On their seventh album two decades into the game, Toronto electronic searchers LAL’s pandemic record looks inward to radiate Do-It-Together utopianism. Starting at “The Bitter End” and working their way out, it also feels radically grounded in its articulations of time and humanity. 

While the hypnotic minimalism of “Still Movements” has sound designer Nicholas Murray set the steady tick of a clock against sparse piano notes and bowed strings to give the track a haunted sense of urgency, as singer/producer Rosina Kazi repeats the title phrase, it also feels like a comforting reminder of the dependability of change.
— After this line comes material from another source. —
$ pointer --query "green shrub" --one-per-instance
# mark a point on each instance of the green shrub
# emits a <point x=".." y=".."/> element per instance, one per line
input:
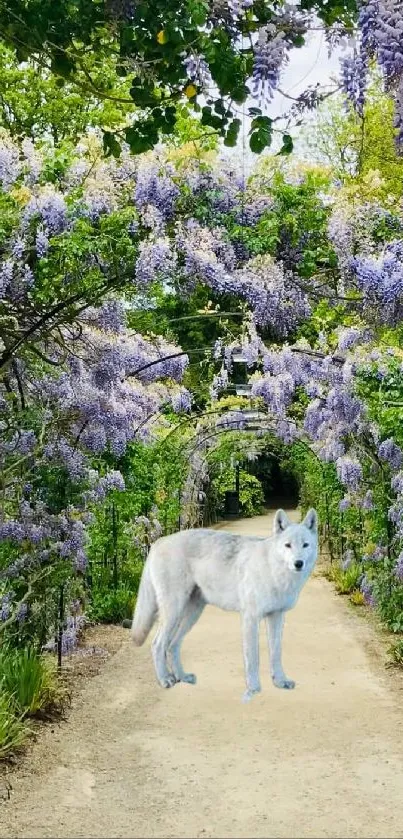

Like the album title suggests, catastrophe looms, but disruption often brings fantastic scenes: “Meteors could come down / Stardust all around.”

It’s an album about resilience, and LAL finds that in the collective with Kazi’s lyrics often situated in the first-person, then expanding to include universal “you”s and “we”s. Even after “Who You Are” and its alien synthesizer reach their peak, Kazi strips the chorus sentiment down to its essence and the track fades into the ambient hum of the listener’s immediate surroundings: “We can be / We can be.”

With its downtempo cinematic sweep and cosmic fatalism, Meteors Could Come Down finds hope in a moment stripped of capitalism’s routine, extending an open hand to show new searchers the way.